By Any Other Name is a bronze and steel delicate rose; Flamingo is a painted steel flamingo, a new take on a common lawn ornament.


Will Smith Cabrera considers himself a visual cultural historian and anthropologist of the Dominican Republic, his birthplace.

My work represents dimensions of my people’s intersectional identity. My art is created based on my own exploration of African and Taino Indian history, religion, mythology, ethnicity, and struggles during the Spaniards’ conquest of la Hispaniola, and the daily life of the people that came from that ethnic mixing pot of culture, the Dominican people. 

I focus strongly on the complexity of our heritage and applying norms that are referenced from my memories of the past and my experiences during my vacations and exploring Taino caves. 

My paintings and sculptures are sometimes mythical, heroic, powerful, and always embody my culture. It is this rich culture and history of my people that have led me to research the way our identities have been reshaped throughout societal interpretations.

Mama Tingo is a woman carrying sugarcane on her head. Her face is a mirror, compelling viewers to see themselves in her place, to recognize the connection we have with each other, according to the artist. 

Cabrera now resides in Worcester, MA.


Born in Washington, DC, Taylor spent her formative years in Saudi Arabia, the Philippines, and the suburbs of Philadelphia. She earned her BA from the University of Vermont and her MFA from Boston University. Her work is in the collections of the Howard Gotlieb Archival Research Center, Mine Falls Park, and Sias International University in Xinzheng, China. Taylor presently lives and works in the Boston area. 

Colletta Centrale is part of an ongoing series of sculptures in which I gather saplings, carve them by hand, and pack them tightly in the steel structure. Each sapling depends on neighboring saplings to maintain the overall stability of the form. Assembling it is a meditative process; each time it is installed, the sculpture is a little different.


David Adilman is a New England artist who thanks Thomas Berger, another accomplished stone carver who has often displayed his work at Flying Horse, for his help in learning to work with stone. David’s other medium is water since he is also a master hydrogeologist. Nonetheless, it is clear that sculpture claims his heart. 
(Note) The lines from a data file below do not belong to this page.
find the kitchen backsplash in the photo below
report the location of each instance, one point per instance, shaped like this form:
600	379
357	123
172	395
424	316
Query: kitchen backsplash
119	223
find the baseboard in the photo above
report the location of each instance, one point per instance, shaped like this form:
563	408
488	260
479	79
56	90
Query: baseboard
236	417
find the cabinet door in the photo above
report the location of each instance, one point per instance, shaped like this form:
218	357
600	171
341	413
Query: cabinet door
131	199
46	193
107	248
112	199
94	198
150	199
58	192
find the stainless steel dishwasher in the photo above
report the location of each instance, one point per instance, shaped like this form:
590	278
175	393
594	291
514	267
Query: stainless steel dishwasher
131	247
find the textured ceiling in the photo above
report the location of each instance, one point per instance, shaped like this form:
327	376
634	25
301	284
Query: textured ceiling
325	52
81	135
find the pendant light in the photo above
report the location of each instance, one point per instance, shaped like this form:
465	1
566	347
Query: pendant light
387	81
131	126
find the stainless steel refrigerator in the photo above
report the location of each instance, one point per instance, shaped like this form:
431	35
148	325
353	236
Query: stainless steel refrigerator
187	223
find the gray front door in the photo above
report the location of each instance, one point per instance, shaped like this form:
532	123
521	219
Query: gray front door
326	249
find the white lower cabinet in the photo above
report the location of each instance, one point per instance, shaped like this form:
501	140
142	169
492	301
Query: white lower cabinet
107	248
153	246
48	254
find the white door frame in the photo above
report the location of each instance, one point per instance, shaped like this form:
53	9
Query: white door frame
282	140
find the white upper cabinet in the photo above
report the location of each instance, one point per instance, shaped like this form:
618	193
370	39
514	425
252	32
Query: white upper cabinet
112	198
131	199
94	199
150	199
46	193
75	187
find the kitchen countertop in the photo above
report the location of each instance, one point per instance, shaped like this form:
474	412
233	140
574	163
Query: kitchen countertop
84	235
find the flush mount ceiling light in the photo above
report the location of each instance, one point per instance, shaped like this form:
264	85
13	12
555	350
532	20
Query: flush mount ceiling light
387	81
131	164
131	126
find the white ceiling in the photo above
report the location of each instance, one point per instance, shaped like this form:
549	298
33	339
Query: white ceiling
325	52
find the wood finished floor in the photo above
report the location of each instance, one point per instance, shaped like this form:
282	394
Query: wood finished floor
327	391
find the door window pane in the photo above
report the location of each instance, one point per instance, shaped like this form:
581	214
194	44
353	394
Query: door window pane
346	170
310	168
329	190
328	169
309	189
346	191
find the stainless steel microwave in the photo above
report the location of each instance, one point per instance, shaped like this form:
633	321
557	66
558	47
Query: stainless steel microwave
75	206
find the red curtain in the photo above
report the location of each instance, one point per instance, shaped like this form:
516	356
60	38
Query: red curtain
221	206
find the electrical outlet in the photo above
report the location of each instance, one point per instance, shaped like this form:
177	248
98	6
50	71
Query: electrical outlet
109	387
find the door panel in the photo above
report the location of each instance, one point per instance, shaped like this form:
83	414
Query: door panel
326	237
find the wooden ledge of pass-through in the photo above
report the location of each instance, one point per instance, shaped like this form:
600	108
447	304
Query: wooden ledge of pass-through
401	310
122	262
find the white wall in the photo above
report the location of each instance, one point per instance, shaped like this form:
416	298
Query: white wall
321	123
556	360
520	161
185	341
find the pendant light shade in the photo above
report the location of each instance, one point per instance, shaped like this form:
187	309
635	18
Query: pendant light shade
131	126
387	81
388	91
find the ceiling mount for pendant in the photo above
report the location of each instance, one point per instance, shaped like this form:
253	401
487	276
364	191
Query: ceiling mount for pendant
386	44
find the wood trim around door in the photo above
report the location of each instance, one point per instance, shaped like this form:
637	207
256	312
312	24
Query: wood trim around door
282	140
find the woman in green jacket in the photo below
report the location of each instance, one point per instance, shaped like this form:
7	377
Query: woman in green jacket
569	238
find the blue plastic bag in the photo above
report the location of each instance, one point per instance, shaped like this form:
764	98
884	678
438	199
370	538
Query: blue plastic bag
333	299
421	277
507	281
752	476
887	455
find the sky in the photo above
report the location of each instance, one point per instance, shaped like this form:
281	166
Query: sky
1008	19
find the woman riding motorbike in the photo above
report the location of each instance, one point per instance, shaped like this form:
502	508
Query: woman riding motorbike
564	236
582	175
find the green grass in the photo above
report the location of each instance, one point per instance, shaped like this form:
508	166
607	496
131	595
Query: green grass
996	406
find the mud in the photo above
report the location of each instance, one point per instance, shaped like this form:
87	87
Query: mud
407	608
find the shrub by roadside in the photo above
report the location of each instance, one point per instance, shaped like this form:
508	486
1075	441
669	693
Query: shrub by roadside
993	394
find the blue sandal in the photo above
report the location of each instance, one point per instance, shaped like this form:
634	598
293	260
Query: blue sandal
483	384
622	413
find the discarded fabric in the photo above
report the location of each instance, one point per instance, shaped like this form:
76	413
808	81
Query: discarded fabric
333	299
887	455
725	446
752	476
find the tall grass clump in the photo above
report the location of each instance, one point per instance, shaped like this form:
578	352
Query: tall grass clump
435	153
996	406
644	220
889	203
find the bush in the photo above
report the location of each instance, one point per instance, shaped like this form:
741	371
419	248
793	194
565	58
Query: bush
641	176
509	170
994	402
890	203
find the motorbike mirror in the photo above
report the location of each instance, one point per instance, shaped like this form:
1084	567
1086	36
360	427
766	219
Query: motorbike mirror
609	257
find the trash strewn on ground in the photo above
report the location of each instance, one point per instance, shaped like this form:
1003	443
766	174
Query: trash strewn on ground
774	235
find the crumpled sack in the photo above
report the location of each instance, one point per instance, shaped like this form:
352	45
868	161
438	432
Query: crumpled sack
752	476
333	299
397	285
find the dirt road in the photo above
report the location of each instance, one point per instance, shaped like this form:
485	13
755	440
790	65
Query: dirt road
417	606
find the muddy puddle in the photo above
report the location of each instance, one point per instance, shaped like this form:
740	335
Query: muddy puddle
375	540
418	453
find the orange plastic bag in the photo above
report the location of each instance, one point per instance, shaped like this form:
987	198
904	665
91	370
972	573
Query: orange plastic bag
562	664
I remember years ago stumbling upon Rodin’s ‘Burghers of Calais.’ I walked around it for a long, long time. I was mesmerized and blown away by the power of it. I knew in my heart at that moment that I was a sculptor. I started in water clay, then oil-based clay, then started mold making and some casting, but eventually found stone, the perfect mix of courageous action, physical exertion, intense observation, and focused contemplation. Can you think of a better way to spend a day! I have come to love everything about the sculptural process. It’s fulfilling and fun. If I make something that others enjoy and gives them some pleasure, then all the better!

Adilman’s Howling Wolf is carved from Vermont maple.